The government of Pakistan has given an understanding to the International Monetary Fund (IMF) to move to a single value-added tax (VAT) regime in the country as part of an overall medium-term macroeconomic framework envisaging Rs1.25tn incremental federal and provincial revenues.
This would mean an additional revenue effort matching about 2.6% of GDP (gross domestic product) over a period of three years.
Federal taxes are committed to be increased by 2.3% (about Rs1.08tn) during the three-year reform process under the IMF programme, starting with 1.1% of GDP during the fiscal year 2019-20. This will be followed by 0.9% of GDP additional revenue generation in FY21 and 0.3% in FY22.
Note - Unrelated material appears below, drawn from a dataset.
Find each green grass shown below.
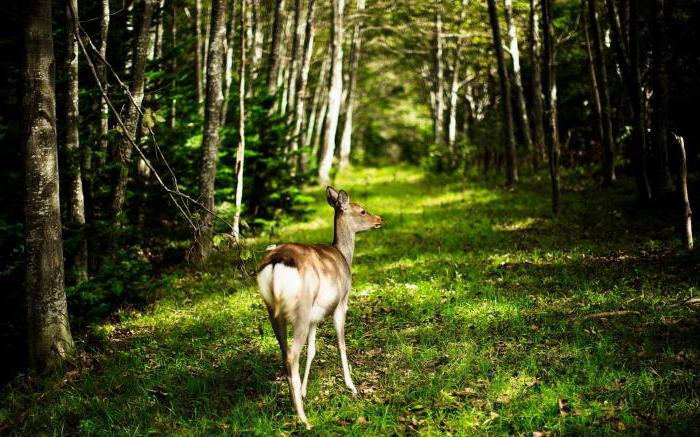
[0,167,700,435]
Provincial taxes are committed to be raised by 0.1% of GDP every year to achieve 1.6% tax-to-GDP ratio during FY22 from the current financial year’s ratio of 1.3%.
Broadly, the tax measures expected to deliver the targets include “drastic reduction in tax expenditures by removing exemptions and excessive tax credits from incomes tax, sales tax and federal excise duty law and moving to a single sales tax (VAT) regime by doing away with special procedures and reduced rate taxation”, according to official papers.
Officials said these medium-term fiscal projections were based on annualised yield of key measures under the IMF programme.
For example, the two sides have broadly agreed to increase the overall federal revenue by 1.1% of GDP in the first year (2020) of the Fund programme.
Out of this, a major chunk of 0.4% (more than Rs175bn) of GDP will accrue with the shift to a single VAT regime and 0.3% (Rs130bn) through removal of exemptions and rationalisation of tax credits.
The remaining 0.4% (Rs175bn) is expected through strengthening of FBR (Federal Board of Revenue) formations, cleansing of databases/integration/data mining, efficient enforcement/process reengineering, taxpayer facilitation/education, etc. That would mean about Rs43.5bn (0.1%) from each of the four heads above.
The next year’s (FY21) additional revenues of 0.9%c of GDP are targeted through further removal of exemptions and rationalisation of tax credits and single VAT regime (0.2%c of GDP or Rs100bn each), followed by 0.1% (Rs50bn) from integration of goods and services tax, FBR strengthening, use of technology, facilitation, etc.
Based on these details, “the medium-term framework envisaged revenue effort of 1.1% in FY20, 0.9% in FY21 and 0.3% in FY20 that would take FBRs tax-to-GDP ratio to around 14%” of GDP.
Other policy and reform initiatives will include a reduction in the number of withholding taxes which are negatively affecting the use of banking sector or have an insignificant contribution towards revenue, besides freezing corporate tax rates at 30% or 29% and increasing the expanse of federal excise duty.
This will also need the strengthening of FBR field formations through investment in IT/physical infrastructure and training by increasing investment from the current 0.68% of revenue collection to at least 1.25% in three years’ time.
In some countries, investment in revenue machinery and infrastructure goes as high as 6-7% of the total revenue collection, an FBR official explains.
The government has conceded to the IMF that the present arrangement of four provincial and one federal authorities looking at goods and services tax has increased the cost of doing business in an exponential manner and large businesses have been complaining about the compliance cost.
“In three years’ time, we will move to a single tax collection agency with single return and single auditing authority to cut down on compliance costs,” the government has told the IMF.
This will be balanced through a revision of business processes, administrative structures and efficient dispute resolution mechanism with proactive settlement of disputes through the alternative dispute resolution (ADR) system.
These efforts will be coupled with taxpayers’ education and facilitation by developing android apps for filing of returns and payment of taxes.
Cleansing of utilities database and data of immovable property ownership will done to help the FBR identify under-reporting and non-reporting of incomes and sales through use of data mining.
The federal government and the IMF generally agreed that the provincial governments’ role in resources mobilisation was central considering that the constitutional authority to collect sales tax on services and agriculture income tax was with the provincial governments.
The provincial tax collection for FY18 was Rs402bn, which was around 1.2% of GDP. This includes taxation on the services sector of Rs224bn (0.6% of GDP) and income tax on agriculture of Rs1.6bn, which is very negligible in relation to GDP.
As such, with efforts the provinces would increase taxation on these two sectors. The third area which provides great potential for provincial tax is urban immovable property tax which remains largely untapped.
The provinces projected tax collection for FY19 at Rs523bn (1.3% of GDP), which is 0.1% higher than that of FY18.
The medium-term macroeconomic framework suggests an increase in provincial taxation by 0.1% of GDP each year.
The provincial tax-to-GDP ratio, which is projected at 1.3% for FY19, will reach 1.6% of GDP in FY22. The Fiscal Co-ordination Committee already notified will be assigned to monitor the progress.